Com o advento das indústrias, tornou-se mais complexa a função do Contador que, para levantamento do balanço e apuração do resultado, não dispunha agora tão facilmente dos dados para poder atribuir valor aos estoques; seu valor de "Compras" na empresa comercial estava agora substituído por uma série de valores pagos pelos fatores de produção utilizados.

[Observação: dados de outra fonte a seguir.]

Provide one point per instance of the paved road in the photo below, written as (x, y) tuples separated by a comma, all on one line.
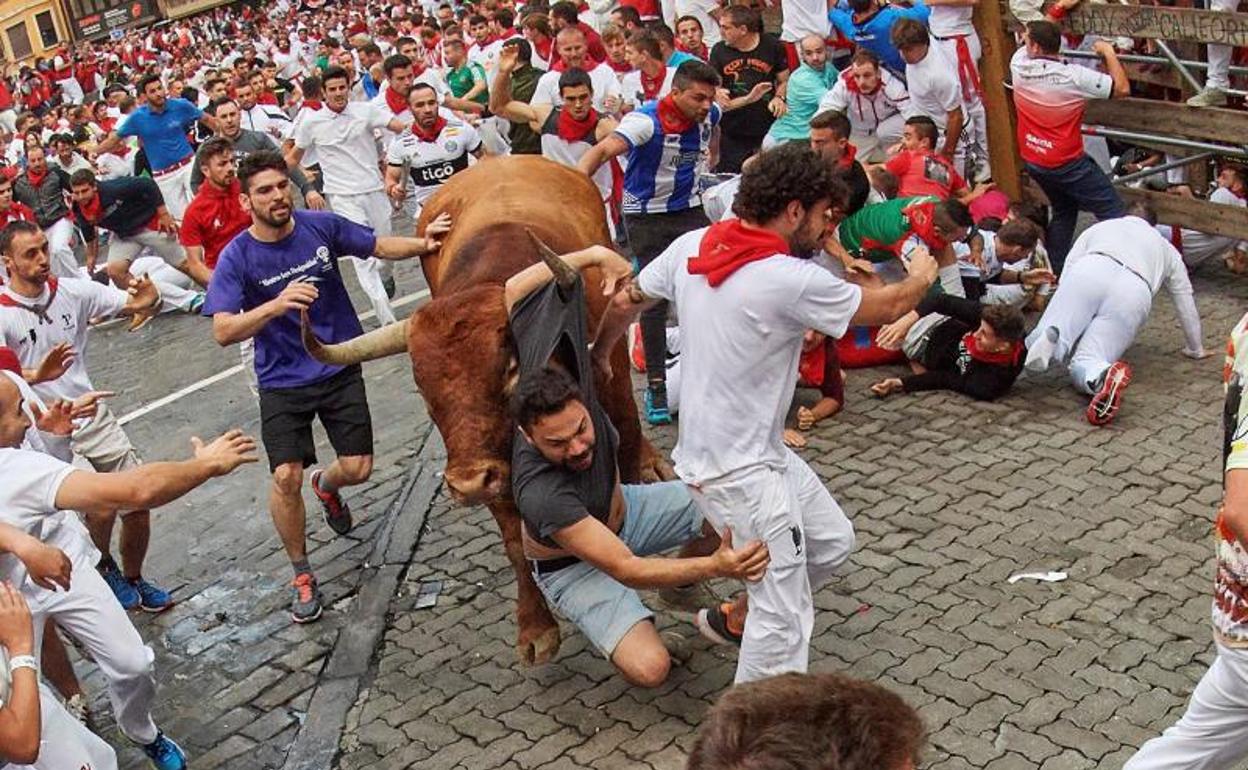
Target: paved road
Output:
[(949, 499)]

Nada mais razoável, para solução desse problema, do que vermos o Contador tentando adaptar à empresa industrial os mesmos critérios utilizados na comercial. Nesta, no balanço final, permaneciam como estoques no Ativo apenas os valores sacrificados pela compra dos bens. Nenhum outro valor relativo a juros e outros encargos financeiros, a honorários dos proprietários e administradores, a salários e comissões de vendedores etc. era ativado. Todos estes gastos eram automaticamente apropriados como despesas do período, independentemente da venda ou não de mercadorias.

Começou-se então a adaptação, dentro do mesmo raciocínio, com a formação dos critérios de avaliação de estoques no caso industrial.

1.2 PRINCÍPIOS BÁSICOS DA CONTABILIDADE DE CUSTOS INDUSTRIAL

O valor do Estoque dos produtos existentes na empresa, fabricados por ela, deveria então corresponder ao montante que seria o equivalente ao valor de "Compras" na empresa comercial. Portanto, passaram a compor o custo do produto os valores dos fatores de produção utilizados para sua obtenção, deixando-se de atribuir aqueles outros que na empresa comercial já eram considerados como despesas no período de sua incorrência: despesas administrativas, de vendas e financeiras.

Esta forma de avaliação tem sido seguida ao longo dos anos em quase todos os países, continuando em vigor com a mesma estrutura principalmente por duas razões:

Primeira: Com o desenvolvimento do Mercado de Capitais nos EUA e em alguns países europeus, fazendo com que milhares de pessoas se tornassem acionistas de grandes empresas, interessadas agora na análise de seus balanços e resultados, e também com o aumento da complexidade do sistema bancário e distanciamento do banqueiro com relação à pessoa do proprietário ou administrador da companhia necessitada do crédito, surgiu a figura da Auditoria Independente. E esta, no desempenho de seu papel, acabou por fumar e às vezes criar princípios básicos de Contabilidade de tal modo que pudesse ter critérios relativamente homogêneos para comparar as demonstrações contábeis de empresas diferentes (além de comparar os da mesma empresa, feitos em datas diferentes). Ao deparar a Auditoria independente (ou Externa) com essa forma de avaliação de estoques, em que o valor de compra é substituído pelo valor de fabricação, acabou por consagrá-la, já que atendia a diversos outros princípios mais genéricos, tais como: Custo como Base de Valor, Conservadorismo (ou Prudência), Realização etc. (estes aspectos estão mais detalhadamente tratados no Capítulo 3).

Essa consagração por parte dos Auditores Externos foi a responsável, então, pela manutenção dos princípios básicos da Contabilidade de Custos até hoje, no que diz respeito a sua finalidade de avaliação de estoques.